Probability – Bayes Theorem – JEE Main 28 Jan 2026 Shift 1

Question ID: #920
JEE Main28 January Shift 1, 2026Statistics & Probability

A bag contains 10 balls out of which k are red and $(10-k)$ are black, where $0\le k\le10.$ If three balls are drawn at random without replacement and all of them are found to be black, then the probability that the bag contains 1 red and 9 black balls is:

  • (1) $\frac{7}{11}$
  • (2) $\frac{7}{55}$
  • (3) $\frac{7}{110}$
  • (4) $\frac{14}{55}$

Solution:


Let $E$ be the event that 3 balls drawn are black.
Let $H_k$ be the hypothesis that the bag contains $k$ red balls (and thus $10-k$ black balls).
The possible values for $k$ are $0, 1, 2, …, 10$.
Assuming each initial composition is equally likely, $P(H_k) = \frac{1}{11}$.

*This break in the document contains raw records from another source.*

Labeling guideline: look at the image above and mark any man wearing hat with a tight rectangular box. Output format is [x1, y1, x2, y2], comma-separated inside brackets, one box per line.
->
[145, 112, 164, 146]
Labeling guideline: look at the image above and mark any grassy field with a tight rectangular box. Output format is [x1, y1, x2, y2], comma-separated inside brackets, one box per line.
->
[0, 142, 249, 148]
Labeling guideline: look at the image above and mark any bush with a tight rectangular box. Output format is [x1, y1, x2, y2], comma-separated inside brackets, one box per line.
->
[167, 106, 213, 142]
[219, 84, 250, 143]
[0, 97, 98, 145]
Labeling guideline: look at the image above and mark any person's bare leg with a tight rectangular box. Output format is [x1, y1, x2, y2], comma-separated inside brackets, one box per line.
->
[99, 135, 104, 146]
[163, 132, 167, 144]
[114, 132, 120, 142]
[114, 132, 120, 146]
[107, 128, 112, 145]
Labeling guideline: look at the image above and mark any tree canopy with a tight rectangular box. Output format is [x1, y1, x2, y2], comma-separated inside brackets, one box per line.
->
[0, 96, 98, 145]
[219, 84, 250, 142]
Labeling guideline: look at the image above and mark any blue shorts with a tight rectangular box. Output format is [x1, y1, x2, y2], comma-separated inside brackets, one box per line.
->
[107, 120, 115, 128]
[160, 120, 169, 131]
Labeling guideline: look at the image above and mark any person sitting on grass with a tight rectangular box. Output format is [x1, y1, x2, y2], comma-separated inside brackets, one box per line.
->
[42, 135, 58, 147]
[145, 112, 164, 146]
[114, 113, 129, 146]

The probability of drawing 3 black balls given $k$ red balls is:
$$P(E|H_k) = \frac{{}^{10-k}C_3}{{}^{10}C_3}$$
Note that for $E$ to happen, we need at least 3 black balls, so $10-k \ge 3 \Rightarrow k \le 7$. If $k > 7$, $P(E|H_k) = 0$.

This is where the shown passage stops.